Anatomía Seis

Anatomía Seis: ahora, la moraleja, algo que siempre agrada a los padres de los jóvenes que leen. El entierro. El padre de la chica tuvo palabras de agradecimiento para todos. Gente buena. Como el amigo bueno, el que suponían que debió de estar al lado de su hija, apoyándola. No sucedió así, pero el amigo bueno recibió su homenaje, con placa conmemorativa incluida. Del otro chico, del que de verdad estuvo al lado de ella, nadie se acordó. Decidieron seguir convencidos de que el chico raro era un zombi.
Una noche, el padre despertó. Temblaba. Sudaba. Tenía experiencia, la suficiente como para saber que nadie es bueno, que los buenos van tan disfrazados como los demás, que los que van de buenos muchas veces son los peores. Se vistió, cogió un cuchillo de cocina, salió a la calle y buscó la placa de letras doradas. Con rabia, la raspó con el cuchillo, hasta que borró el nombre.

Arrugas

Arrugas zombis.
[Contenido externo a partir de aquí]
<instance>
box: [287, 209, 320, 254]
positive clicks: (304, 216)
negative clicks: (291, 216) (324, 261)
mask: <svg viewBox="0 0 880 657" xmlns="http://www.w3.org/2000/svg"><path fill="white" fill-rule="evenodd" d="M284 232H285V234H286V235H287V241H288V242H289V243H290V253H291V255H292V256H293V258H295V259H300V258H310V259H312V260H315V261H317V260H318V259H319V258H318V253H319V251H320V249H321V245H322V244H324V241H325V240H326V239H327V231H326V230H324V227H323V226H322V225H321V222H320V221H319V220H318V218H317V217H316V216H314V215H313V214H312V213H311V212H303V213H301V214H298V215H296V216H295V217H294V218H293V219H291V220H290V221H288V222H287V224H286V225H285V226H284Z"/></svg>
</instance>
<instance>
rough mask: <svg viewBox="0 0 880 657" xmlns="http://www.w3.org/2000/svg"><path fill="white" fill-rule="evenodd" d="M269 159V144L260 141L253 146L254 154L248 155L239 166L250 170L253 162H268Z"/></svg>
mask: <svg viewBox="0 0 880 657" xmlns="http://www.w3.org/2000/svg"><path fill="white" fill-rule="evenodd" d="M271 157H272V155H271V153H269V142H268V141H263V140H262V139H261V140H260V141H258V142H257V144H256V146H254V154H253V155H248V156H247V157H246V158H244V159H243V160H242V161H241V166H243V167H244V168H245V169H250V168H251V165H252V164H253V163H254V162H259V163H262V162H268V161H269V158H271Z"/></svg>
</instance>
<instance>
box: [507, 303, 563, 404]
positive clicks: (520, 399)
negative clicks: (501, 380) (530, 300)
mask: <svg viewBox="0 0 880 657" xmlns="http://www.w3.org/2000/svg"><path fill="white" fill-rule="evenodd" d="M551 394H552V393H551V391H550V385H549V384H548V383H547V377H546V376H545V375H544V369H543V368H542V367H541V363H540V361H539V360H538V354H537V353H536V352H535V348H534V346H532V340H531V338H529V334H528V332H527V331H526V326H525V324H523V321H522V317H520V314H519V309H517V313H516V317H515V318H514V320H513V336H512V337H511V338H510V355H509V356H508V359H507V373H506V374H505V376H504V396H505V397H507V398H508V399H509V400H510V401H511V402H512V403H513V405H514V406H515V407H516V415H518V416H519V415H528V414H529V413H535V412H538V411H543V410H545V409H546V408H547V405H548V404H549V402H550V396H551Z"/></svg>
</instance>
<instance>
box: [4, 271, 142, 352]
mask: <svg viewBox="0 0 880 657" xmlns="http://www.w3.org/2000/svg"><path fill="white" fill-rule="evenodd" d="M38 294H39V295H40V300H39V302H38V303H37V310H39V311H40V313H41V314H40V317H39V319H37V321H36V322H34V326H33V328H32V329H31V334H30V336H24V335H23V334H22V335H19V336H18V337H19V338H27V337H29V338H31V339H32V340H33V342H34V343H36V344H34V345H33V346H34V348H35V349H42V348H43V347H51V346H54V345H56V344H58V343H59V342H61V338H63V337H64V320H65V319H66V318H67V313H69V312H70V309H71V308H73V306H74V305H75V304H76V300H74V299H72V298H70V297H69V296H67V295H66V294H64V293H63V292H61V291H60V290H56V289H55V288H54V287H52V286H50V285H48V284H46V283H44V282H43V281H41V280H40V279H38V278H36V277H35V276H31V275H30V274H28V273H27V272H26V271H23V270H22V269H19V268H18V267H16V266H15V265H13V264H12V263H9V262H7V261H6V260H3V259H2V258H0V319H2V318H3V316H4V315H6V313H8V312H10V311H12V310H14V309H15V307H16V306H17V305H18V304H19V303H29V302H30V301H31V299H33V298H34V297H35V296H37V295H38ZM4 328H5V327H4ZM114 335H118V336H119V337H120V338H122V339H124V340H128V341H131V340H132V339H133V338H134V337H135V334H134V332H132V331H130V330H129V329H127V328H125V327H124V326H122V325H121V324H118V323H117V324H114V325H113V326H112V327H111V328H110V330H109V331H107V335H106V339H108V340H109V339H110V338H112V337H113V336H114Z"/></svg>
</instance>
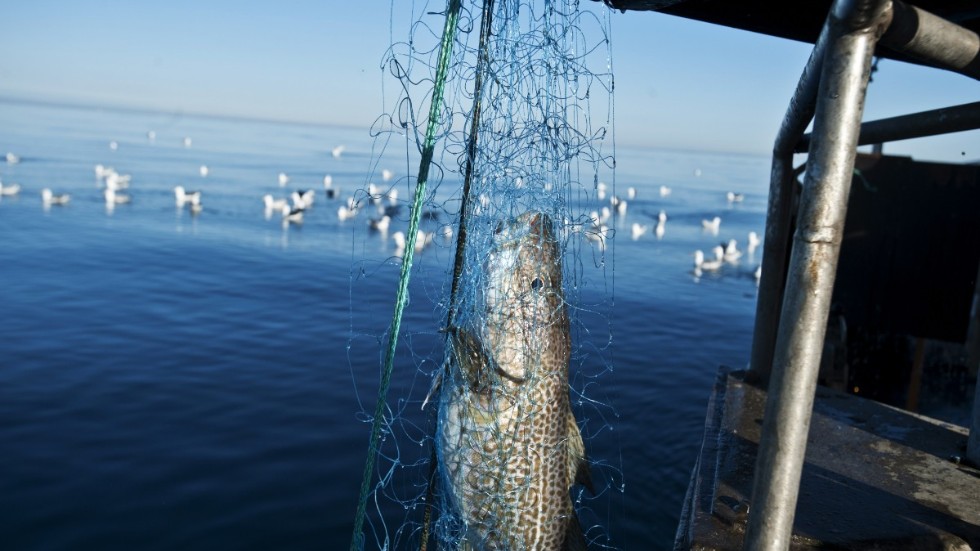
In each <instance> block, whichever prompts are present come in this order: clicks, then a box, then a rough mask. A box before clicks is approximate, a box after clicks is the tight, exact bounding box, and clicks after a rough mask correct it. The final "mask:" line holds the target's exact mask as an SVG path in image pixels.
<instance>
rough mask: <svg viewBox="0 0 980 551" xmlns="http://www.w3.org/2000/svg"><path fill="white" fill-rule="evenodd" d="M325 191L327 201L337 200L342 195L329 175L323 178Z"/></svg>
mask: <svg viewBox="0 0 980 551" xmlns="http://www.w3.org/2000/svg"><path fill="white" fill-rule="evenodd" d="M323 191H324V193H326V194H327V199H336V198H337V197H338V196H339V195H340V188H335V187H333V176H331V175H329V174H327V175H326V176H324V177H323Z"/></svg>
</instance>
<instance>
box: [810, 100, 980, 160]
mask: <svg viewBox="0 0 980 551" xmlns="http://www.w3.org/2000/svg"><path fill="white" fill-rule="evenodd" d="M977 129H980V102H974V103H966V104H963V105H955V106H952V107H944V108H942V109H934V110H931V111H923V112H921V113H913V114H910V115H902V116H899V117H891V118H888V119H881V120H877V121H869V122H866V123H864V124H862V125H861V135H860V137H859V138H858V145H868V144H879V143H883V142H891V141H896V140H908V139H912V138H924V137H926V136H936V135H938V134H946V133H949V132H963V131H966V130H977ZM809 148H810V134H804V135H803V138H802V139H801V140H800V141H799V143H797V144H796V148H795V151H796V152H797V153H804V152H806V151H807V150H808V149H809Z"/></svg>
Diminutas, casi microscópicas, imperceptibles. Cada vez que un zombi se acuerda de una humana (no para comer), le sale una. Hombres zombis acartonados, cartografiados como dolorosos mapas, envejecidos por la sal. Una vez, solo con un roce, sus pequeñas manos blancas borraron todos los surcos dibujados en mi piel muerta.

Silencio

Silencio. Los miembros de las bandas zetas ya no son los dueños de las calles. Las calles, ahora, están vacías. Han extirpado de ellas a los zombis, a los que las golpeaban como a putas. Rabiosos, heridos, salvajes, los miembros de las bandas se han escondido. Las calles ya no tienen sombras. Solo luces amarillas, calladas, muertas.